The Hematology Billing Cycle
Hematology billing is more complex than most medical specialties because it involves three distinct revenue streams that must be managed simultaneously: cognitive E/M services (office visits for diagnosis, monitoring, and treatment planning), drug administration services (chemotherapy infusion, injection, and transfusion), and drug buy-and-bill (purchasing drugs at acquisition cost and billing payers at contracted or ASP-based rates). Each stream has its own coding rules, documentation requirements, and revenue cycle considerations. The administration and drug streams are tightly linked because an error in administration coding can cascade into a drug payment denial.
Step 1: Pre-Treatment Authorization and Drug Verification
Before administering chemotherapy or biologic agents, obtain prior authorization from the payer. Hematology drugs are among the most expensive in medicine (some costing $10,000+ per dose), and payers require authorization for virtually all chemotherapy regimens. The authorization must specify the drug name, dose, schedule (number of cycles), and diagnosis. Verify that the authorized drug matches the prescribed regimen. If the regimen changes (dose adjustment, drug substitution due to adverse reaction), obtain a revised authorization before administering the new drug. Simultaneously, verify the patient insurance coverage, copay assistance program enrollment, and any specialty pharmacy requirements.
Step 2: Infusion Session Documentation
During the infusion session, clinical staff must document: patient arrival time, vital signs before treatment, drug name(s), dose(s), route of administration (IV infusion, IV push, subcutaneous, intramuscular), infusion start and stop times for each drug, hydration start and stop times, any pre-medications administered (anti-emetics, steroids, diphenhydramine), adverse reactions and interventions, and vital signs after treatment. The infusion start and stop times directly determine the CPT administration codes because the time thresholds define the code selection. A chemotherapy infusion that runs for 55 minutes qualifies for 96413 (first hour). An infusion running 65 minutes qualifies for 96413 plus 96415 if the additional time exceeds 30 minutes beyond the first hour.
Step 3: Administration Code Assignment
Assign administration codes based on the documented infusion timeline. Follow the hierarchy: chemotherapy infusion (96413-96417) takes precedence over non-chemotherapy infusion (96365-96368), which takes precedence over therapeutic injection (96401-96402), which takes precedence over hydration (96360-96361). For each drug administered, determine: the route (infusion, push, injection), the duration, and the position in the sequence. The first chemotherapy infusion of the session uses 96413. If it runs over 1 hour, add 96415 for each additional hour (31+ minutes beyond the previous hour). The second chemotherapy drug infused sequentially uses 96417. IV push drugs use 96409 (first push) and 96411 (each additional).
Step 4: Drug Billing (J-Codes)
Bill the drug using the appropriate HCPCS J-code (or C-code for hospital outpatient settings). The J-code identifies the drug and the billing unit. For example, J9035 (bevacizumab) is billed per 10 mg. A 500 mg dose requires 50 units of J9035. Calculate the number of billing units carefully because rounding errors create overpayment (compliance risk) or underpayment (revenue loss). Bill the drug on the same claim as the administration code, linked to the same diagnosis code. The drug reimbursement for Medicare is based on the Average Sales Price (ASP) plus a percentage markup (currently ASP + 6%). Commercial payer drug reimbursement varies by contract but is typically based on ASP or AWP (Average Wholesale Price) with a discount.

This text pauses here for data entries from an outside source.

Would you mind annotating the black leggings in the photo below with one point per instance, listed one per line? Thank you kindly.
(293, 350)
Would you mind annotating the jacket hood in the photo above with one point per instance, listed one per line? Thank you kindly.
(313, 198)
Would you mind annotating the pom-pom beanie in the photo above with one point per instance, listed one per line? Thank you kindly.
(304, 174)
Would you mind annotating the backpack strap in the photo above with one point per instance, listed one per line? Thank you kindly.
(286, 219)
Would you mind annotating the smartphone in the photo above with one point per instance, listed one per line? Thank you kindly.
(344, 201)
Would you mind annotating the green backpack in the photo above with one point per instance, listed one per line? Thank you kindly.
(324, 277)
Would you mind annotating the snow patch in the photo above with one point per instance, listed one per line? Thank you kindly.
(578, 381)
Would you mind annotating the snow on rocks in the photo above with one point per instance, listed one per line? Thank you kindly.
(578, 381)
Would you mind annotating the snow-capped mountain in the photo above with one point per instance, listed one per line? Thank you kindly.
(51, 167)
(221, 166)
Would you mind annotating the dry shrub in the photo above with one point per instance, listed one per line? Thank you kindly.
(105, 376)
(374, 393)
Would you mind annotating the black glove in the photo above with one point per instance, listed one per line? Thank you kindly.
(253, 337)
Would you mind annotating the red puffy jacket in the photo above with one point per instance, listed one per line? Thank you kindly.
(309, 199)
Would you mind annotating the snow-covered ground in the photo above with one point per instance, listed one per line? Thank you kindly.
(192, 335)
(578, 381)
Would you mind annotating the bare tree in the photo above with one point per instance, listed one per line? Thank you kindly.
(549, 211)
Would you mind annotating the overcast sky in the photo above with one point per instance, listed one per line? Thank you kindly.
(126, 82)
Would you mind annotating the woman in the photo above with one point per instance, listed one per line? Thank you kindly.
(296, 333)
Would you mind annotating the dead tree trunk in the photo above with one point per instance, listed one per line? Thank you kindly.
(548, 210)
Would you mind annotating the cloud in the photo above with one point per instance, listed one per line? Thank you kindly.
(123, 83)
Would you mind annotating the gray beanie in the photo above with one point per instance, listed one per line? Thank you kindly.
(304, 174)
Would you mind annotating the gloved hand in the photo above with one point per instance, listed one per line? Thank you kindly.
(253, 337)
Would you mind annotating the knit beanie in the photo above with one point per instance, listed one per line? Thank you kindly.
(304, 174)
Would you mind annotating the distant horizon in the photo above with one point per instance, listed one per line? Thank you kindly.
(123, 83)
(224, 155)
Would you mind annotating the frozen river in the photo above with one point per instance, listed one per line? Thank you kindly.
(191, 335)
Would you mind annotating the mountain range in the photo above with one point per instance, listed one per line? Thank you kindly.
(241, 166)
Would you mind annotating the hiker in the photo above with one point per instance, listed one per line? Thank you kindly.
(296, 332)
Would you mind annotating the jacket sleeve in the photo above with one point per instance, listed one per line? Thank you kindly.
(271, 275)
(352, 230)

Step 5: Claim Submission with Treatment Documentation
Submit claims within 48 hours of the treatment date. Include the administration CPT codes, drug J-codes with correct unit quantities, E/M code if a separately identifiable visit occurred on the treatment date (with modifier 25), diagnosis codes supporting both the disease and the treatment (C91.10 for CLL as the disease, Z51.11 for encounter for antineoplastic chemotherapy as the treatment reason), and the prior authorization number. For multi-drug regimens, ensure that every drug on the treatment plan has a corresponding J-code and administration code on the claim. Missing any component results in partial payment or denial.

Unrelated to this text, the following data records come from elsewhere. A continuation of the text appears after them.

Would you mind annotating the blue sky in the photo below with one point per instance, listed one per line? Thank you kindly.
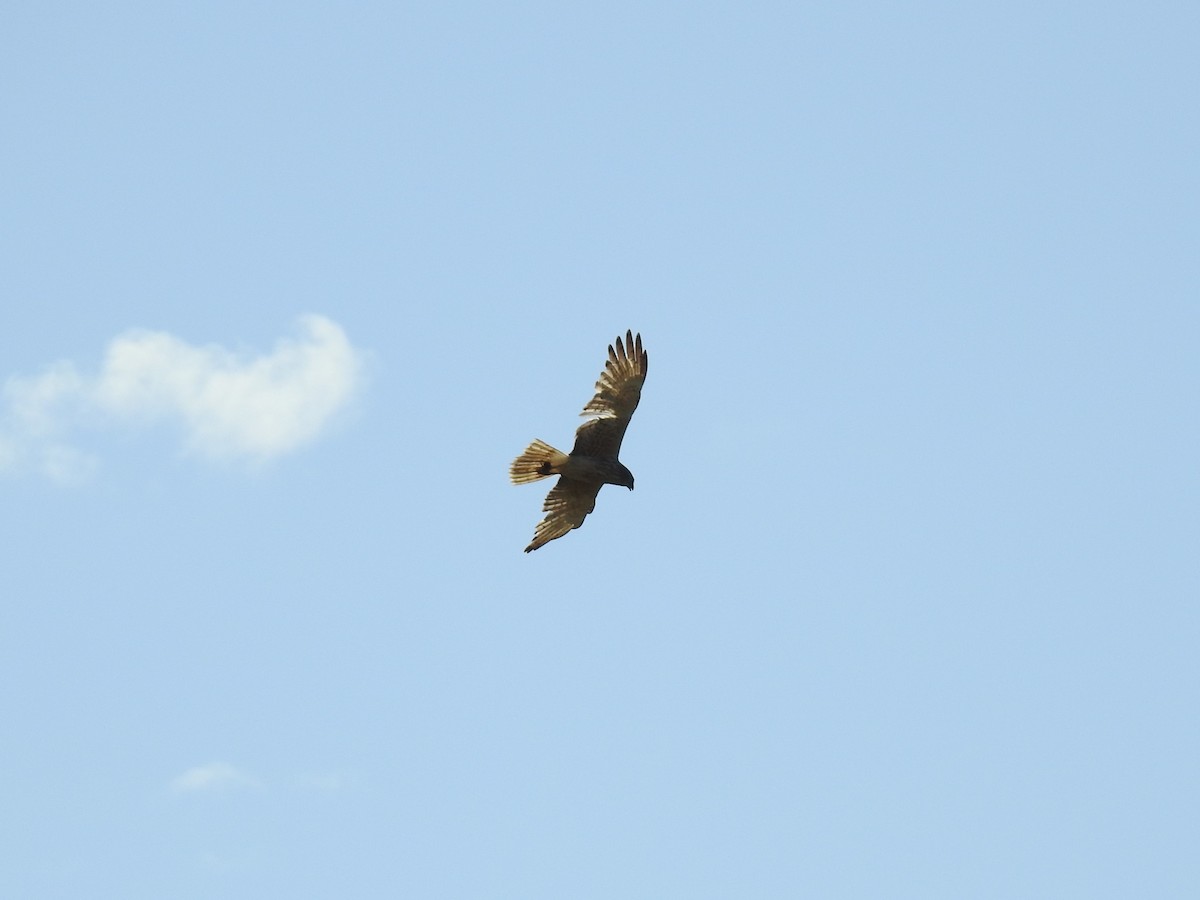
(905, 603)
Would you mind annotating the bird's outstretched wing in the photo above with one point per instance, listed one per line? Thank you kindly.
(618, 391)
(567, 505)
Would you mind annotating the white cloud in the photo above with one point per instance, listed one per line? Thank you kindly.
(229, 406)
(213, 777)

Step 6: Drug Inventory and Financial Reconciliation
Reconcile drug inventory monthly. Track the acquisition cost of each drug purchased, the number of units administered to patients, the number of units billed to payers, and the reimbursement received. The drug margin (reimbursement minus acquisition cost) should be positive for the practice to sustain the buy-and-bill model. If a specific drug margin turns negative (acquisition cost exceeds reimbursement), evaluate whether to continue buying and billing the drug or transition to a specialty pharmacy model where the pharmacy ships the drug and bills the payer directly. Track drug wastage (unused portions of single-dose vials) using the JW modifier and bill for wasted drug when payer policy allows.